In fact, nearly half of Americans ages 18–34 (45%) are relying on an advisor more than ever—and nearly four in 10 (39%) have engaged an advisor for the very first time—according to a recent Nationwide Retirement Institute survey of American adults aged 18 or older, including investors with investable assets of $100,000 or more.

Twice In A Lifetime
Younger clients have already faced their share of financial challenges. Coming of age during the Crash of 2008 and the Great Recession made them wary of market risk. Outsized levels of student loan debt caused many to put important life decisions on hold—from buying a first home to starting a family—as they worked to build a solid financial foundation.

Now, as the pandemic has put their job security in jeopardy with the highest levels of unemployment since the Great Depression, and their portfolios are pummeled by a toxic mix of recession, volatility and looming bear market, younger clients are steeped in their second “once in a lifetime” black swan event. The struggle is real, and so are their fears.

Blindsided By The Pandemic
Americans ages 18–34 feel a lack of control and an urgent need for more guidance. Nearly three-fourths (74%) said that even if they do all the right things to manage their finances and investments, they can still be blindsided by outside events like the pandemic. As a result, more than two-thirds (67%) said they need help managing their finances and investments to succeed in the future. Only 10% said they do not expect COVID-19 to impact their ability to meet their financial obligations. The vast majority need your advice.

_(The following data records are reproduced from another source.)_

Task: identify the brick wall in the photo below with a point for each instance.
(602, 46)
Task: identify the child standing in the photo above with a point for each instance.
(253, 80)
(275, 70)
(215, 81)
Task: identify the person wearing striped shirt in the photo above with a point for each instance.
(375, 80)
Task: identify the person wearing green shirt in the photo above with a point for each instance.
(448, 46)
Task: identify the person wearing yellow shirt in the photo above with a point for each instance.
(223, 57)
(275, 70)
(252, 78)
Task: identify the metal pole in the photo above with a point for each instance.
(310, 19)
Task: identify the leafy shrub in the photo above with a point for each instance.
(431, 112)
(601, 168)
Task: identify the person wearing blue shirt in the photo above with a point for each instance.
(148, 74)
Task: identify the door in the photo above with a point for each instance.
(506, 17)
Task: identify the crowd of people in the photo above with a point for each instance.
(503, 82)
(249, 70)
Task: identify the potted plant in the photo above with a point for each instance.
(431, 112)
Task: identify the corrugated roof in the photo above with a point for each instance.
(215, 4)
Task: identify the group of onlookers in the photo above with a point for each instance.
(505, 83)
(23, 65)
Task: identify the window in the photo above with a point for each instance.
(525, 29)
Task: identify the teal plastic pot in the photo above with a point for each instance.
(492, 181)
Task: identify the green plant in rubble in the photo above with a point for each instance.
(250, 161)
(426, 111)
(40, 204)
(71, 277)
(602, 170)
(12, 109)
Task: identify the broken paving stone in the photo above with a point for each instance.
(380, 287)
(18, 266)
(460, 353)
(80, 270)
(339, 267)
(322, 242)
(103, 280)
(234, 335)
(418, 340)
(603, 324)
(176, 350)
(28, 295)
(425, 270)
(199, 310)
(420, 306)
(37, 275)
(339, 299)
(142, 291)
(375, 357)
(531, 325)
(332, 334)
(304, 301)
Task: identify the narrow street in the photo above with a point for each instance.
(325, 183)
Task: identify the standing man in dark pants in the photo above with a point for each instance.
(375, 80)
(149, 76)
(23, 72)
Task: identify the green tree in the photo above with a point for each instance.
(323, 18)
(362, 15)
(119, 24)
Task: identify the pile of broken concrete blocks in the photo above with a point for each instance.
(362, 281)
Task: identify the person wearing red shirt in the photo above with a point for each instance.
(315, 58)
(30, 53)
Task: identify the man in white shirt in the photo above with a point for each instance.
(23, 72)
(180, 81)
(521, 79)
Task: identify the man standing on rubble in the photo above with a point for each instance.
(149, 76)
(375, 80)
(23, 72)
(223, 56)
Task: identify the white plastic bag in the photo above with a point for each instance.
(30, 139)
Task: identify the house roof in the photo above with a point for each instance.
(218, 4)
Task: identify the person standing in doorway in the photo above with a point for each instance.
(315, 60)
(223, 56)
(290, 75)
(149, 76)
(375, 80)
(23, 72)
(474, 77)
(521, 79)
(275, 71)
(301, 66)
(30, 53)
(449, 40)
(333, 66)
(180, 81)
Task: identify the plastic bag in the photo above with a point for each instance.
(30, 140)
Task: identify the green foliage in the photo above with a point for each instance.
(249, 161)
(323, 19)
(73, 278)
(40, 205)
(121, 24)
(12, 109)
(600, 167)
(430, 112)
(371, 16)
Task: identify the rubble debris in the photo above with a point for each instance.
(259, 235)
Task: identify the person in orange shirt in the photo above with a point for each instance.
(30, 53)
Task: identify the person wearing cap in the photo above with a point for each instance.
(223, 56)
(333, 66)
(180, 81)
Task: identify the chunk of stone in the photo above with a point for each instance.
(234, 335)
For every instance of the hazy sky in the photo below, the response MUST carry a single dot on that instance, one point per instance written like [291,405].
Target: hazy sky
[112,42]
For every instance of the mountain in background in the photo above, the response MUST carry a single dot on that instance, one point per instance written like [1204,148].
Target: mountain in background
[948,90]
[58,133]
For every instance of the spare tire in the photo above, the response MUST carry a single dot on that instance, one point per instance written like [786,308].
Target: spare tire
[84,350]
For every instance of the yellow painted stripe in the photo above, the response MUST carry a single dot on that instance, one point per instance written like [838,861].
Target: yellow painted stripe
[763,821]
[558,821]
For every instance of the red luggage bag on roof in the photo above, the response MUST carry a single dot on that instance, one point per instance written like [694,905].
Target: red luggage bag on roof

Younger Americans fear the pandemic’s near-term impact. Americans ages 18–34 are more likely than all American adults to say their top COVID concerns include being unable to pay bills or meet financial needs (54% vs 45%) and losing their employment (44% vs 30%). Both are equally concerned about losing their life savings (both 33%). Younger Americans are slightly more concerned about being unable to afford health care (29% vs 27%), and only slightly less concerned about being unable to retire as planned (20% vs 21%).

At Risk Of Locking In Losses
Under the pressure of the pandemic, younger clients are not always prepared to make the best choices. When COVID-19 impacts their ability to meet their financial obligations, Americans 18–34 are more likely than all American adults to take “unfavorable” actions, such as to delay paying their bills (32% vs 24%), increase credit card debt (23% vs 18%) and stop paying bills (15% vs 10%). They are also more likely to fill a budget shortfall by taking a loan against their qualified retirement plans (15% vs 11%) and their non-qualified investments (10% vs 7%). Worse yet, they are more likely to risk locking-in long-term losses by selling shares in their qualified retirement plans (13% vs 10%) to meet current financial obligations.